Le Tribunal Administratif a, dans un premier temps, rejeté la demande de suspension de cette décision.

Le Conseil d’Etat est donc saisi par la famille.

Les proches du patient décident de saisir le Conseil Constitutionnel d’une question prioritaire de constitutionnalité, laquelle donnera lieu à une décision du 10 novembre 2022.

Aux termes de cette décision, le Conseil Constitutionnel précise que les dispositions du Code de la Santé Publique, permettant aux médecins d’écarter les directives anticipées manifestement non applicable à la situation du patient, sont conformes à la Constitution et ne revêtent pas le caractère imprécis que lui prête les proches du patient.

En effet, le Conseil Constitutionnel rappelle que le législateur a estimé que le médecin pouvait écarter les directives anticipées que si elles sont « manifestement inappropriées ou non conformes à la situation médicale » du patient.

De ce fait, ces dispositions ne sont, selon le Conseil Constitutionnel, ni imprécises, ni ambiguës.

Le Conseil Constitutionnel considère également que la loi Léonetti a estimé que, si les directives anticipées pouvaient être écartées dans ces circonstances, c’était qu’elles étaient rédigées à un moment où la personne ne se trouvait pas encore confronté à la situation particulière de la fin de vie. Se faisant, le législateur a entendu garantir le droit de toutes personnes à recevoir les soins le plus appropriés à son état et assurer ainsi la sauvegarde de la dignité des personnes en fin de vie.

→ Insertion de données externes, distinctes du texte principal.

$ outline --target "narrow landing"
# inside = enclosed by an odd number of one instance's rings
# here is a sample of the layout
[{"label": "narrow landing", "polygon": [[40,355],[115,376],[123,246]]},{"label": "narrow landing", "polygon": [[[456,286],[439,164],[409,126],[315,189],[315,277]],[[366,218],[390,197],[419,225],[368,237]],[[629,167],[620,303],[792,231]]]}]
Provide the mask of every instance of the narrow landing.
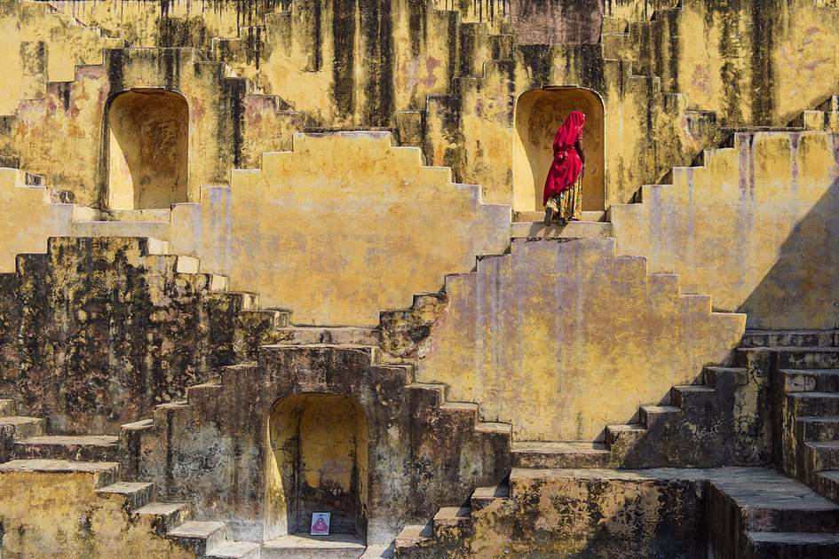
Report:
[{"label": "narrow landing", "polygon": [[363,539],[352,534],[311,536],[293,533],[262,544],[261,559],[359,559],[367,550]]}]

En d’autres termes, le Conseil Constitutionnel rappelle que la législation française, relative à la fin de vie, reste empreinte d’une trace de paternalisme.

Elle prévoit la situation dans laquelle les directives anticipées ne seraient plus à jour des volontés du patient ou inadaptées à la situation de santé qu’il présente, au moment où la décision d’arrêt des traitements est envisagée.

Reste à attendre la décision du Conseil d’Etat à la suite de la décision rendue par le Conseil Constitutionnel.

Il y a fort à parier qu’ainsi l’a jugé le juge de première Instance, il considèrera comme conforme, la décision d’arrêt des soins prise par le médecin de ce patient et écartera ses directives anticipées.